Opinion – Ok, so we adjusted our hopes that Windows 7 will not become that revolutionary operating system we hoped it would be. But the ongoing flow of news suggests that we should downgrade our expectations even further, as Microsoft’s recently updated server roadmap indicates that there will not be a Windows 7 server, suggesting that Windows 7 indeed will not be what Microsoft would call a major operating system release. Sounds to me like Windows 98 SE all over again.
Criticizing Windows Vista is not a particularly difficult task these days. The SP1 update extinguished dozens of burning fires, but did not change the fact Vista remains below the expectations of many users – low enough to convince a significant portion of new PC buyers to stay with Windows XP for now.

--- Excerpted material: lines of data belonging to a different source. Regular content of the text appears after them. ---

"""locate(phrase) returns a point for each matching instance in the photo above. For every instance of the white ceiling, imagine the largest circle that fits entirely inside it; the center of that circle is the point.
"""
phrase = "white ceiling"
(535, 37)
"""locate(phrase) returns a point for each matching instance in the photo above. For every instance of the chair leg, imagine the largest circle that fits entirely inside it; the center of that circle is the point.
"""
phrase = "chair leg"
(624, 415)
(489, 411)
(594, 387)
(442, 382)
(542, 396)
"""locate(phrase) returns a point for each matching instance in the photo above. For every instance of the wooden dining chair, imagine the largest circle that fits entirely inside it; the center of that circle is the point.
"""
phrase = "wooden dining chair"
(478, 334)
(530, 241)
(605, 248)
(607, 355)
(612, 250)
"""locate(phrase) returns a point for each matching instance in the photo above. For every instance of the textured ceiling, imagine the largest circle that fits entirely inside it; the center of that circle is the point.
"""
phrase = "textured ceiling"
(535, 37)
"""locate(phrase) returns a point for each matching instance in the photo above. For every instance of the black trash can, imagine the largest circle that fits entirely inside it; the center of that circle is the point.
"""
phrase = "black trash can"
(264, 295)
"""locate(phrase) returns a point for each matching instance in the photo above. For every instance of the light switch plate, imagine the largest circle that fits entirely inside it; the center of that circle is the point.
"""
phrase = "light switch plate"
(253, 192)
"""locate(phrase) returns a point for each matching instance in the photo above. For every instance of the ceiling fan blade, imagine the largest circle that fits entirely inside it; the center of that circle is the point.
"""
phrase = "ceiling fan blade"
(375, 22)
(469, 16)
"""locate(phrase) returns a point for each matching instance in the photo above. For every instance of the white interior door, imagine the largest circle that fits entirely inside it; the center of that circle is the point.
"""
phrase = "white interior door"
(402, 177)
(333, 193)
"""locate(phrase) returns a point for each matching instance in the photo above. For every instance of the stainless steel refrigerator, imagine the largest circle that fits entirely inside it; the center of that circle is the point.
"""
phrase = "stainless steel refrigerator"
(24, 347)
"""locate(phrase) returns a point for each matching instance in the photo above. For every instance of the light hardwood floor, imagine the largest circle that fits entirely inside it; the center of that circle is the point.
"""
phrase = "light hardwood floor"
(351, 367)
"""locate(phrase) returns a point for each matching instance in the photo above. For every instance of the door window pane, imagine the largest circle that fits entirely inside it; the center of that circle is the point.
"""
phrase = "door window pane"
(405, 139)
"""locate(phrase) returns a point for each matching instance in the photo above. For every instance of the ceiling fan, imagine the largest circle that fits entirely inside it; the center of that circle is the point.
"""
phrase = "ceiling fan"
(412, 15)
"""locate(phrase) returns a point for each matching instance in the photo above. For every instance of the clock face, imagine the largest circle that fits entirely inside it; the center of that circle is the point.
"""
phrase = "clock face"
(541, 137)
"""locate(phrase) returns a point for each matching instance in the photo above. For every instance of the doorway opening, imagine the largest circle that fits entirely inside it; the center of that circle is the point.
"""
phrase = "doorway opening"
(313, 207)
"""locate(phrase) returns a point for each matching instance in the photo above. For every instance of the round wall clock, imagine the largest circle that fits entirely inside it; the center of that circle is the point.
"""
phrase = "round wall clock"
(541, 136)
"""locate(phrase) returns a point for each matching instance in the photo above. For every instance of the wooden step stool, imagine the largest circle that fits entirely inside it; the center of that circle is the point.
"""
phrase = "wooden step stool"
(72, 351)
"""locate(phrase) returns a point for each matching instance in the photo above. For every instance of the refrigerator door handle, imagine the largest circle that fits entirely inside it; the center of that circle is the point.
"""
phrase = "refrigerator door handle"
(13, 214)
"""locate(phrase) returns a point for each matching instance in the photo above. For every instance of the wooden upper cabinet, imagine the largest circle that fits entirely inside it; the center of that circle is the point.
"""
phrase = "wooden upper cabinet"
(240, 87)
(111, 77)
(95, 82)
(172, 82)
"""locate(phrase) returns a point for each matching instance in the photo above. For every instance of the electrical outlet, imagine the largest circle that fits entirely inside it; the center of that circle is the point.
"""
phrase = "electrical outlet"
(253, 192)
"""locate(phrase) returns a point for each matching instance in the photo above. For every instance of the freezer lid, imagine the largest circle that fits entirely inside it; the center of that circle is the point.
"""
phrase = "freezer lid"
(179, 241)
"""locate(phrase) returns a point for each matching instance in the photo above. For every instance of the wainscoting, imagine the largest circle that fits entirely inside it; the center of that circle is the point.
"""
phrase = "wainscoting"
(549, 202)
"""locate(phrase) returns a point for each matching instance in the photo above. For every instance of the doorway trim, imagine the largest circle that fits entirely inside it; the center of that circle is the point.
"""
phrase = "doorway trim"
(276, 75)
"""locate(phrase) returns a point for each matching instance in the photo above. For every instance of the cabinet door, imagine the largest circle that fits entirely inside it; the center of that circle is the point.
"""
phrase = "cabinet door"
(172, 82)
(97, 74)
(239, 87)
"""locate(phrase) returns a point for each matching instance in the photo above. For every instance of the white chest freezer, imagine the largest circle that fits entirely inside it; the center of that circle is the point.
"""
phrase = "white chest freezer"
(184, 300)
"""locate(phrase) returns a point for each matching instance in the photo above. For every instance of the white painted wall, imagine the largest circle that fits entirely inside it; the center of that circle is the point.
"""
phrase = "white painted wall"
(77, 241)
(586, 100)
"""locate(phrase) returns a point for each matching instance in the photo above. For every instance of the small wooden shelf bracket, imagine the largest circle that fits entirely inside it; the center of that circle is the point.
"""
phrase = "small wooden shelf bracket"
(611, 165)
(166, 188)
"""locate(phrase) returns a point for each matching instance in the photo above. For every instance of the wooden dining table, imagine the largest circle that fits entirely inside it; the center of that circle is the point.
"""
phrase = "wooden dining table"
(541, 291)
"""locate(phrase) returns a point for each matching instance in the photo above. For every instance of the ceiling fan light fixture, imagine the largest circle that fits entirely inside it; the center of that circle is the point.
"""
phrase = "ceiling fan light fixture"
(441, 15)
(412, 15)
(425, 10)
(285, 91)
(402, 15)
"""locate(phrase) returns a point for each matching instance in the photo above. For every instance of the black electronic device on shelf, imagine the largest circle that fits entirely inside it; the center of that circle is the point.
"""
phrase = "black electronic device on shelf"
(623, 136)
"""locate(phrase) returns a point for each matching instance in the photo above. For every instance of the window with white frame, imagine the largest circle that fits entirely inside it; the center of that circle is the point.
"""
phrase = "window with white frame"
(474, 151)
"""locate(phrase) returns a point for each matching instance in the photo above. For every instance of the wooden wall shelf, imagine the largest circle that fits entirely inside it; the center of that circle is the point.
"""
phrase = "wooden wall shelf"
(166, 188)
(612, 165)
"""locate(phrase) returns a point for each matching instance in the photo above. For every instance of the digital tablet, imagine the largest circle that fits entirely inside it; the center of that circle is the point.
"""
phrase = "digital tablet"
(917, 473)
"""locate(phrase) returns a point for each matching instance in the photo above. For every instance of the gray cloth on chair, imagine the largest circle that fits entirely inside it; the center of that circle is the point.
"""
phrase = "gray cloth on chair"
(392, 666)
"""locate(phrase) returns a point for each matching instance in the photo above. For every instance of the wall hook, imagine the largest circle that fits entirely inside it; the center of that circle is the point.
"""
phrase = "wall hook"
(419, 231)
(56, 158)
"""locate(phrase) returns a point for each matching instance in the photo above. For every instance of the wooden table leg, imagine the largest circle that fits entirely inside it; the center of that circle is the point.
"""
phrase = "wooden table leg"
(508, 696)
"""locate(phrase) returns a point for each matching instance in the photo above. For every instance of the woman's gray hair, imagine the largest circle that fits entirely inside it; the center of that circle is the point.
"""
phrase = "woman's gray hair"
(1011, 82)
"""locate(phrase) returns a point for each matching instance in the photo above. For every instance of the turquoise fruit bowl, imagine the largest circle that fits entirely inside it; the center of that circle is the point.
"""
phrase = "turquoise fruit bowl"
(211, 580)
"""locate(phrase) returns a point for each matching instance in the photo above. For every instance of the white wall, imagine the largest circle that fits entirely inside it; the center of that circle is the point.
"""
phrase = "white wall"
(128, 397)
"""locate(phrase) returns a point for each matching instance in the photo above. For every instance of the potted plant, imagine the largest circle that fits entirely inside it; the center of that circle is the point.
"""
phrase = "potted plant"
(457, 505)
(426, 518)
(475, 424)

There are signs that Microsoft isn’t happy with Vista either, despite the fact that the company has begun to fire back at Apple’s somewhat insulting commercials. So, what should Microsoft do? Scrap the whole thing and pour its money into building something new (which seems to be covered by the Midori project) or try to fix Vista with a thorough overhaul?
It seems that the development of a completely new OS may take some time and Microsoft in fact will try to bridge the gap with an enhanced version of Vista. Following notes of Microsoft executives that Windows 7 will bring just evolutionary changes at its core, Cnet just posted an article providing further proof that Windows 7 in fact may be a transitional operating system that may look much more like an update rather than what we would call a new operating system.
In fact, Microsoft’s server roadmap also shows evolutionary changes from today’s Windows Server 2008 to Windows Server 2008 R2 – the version that apparently will be aligned with the Windows 7 release. Calling the new software “R2” follows a tradition at Microsoft, indicating that the changes in this version do not justify a version with an entirely new name.
It is a very subjective impression at this time, but Windows 7 could very well turn into Windows Vista SE (“Second Edition”), a name that was used by Microsoft to update Windows 98. Of course we are speculating here, but Microsoft’s recent PR certainly provides food for thought and appears to caution anyone who might be expecting much more than multi-touch support from Windows 7. And given the problems the high expectations have caused for Vista that may not be a bad strategy.
However, Microsoft seems to be under more pressure than ever before in its history. There is virtually no room for mistakes with Windows 7 and we are wondering whether a second Vista is really enough to stack up against Apple’s Snow Leopard and bring the necessary enhancements to defend Windows applications against Google’s online services.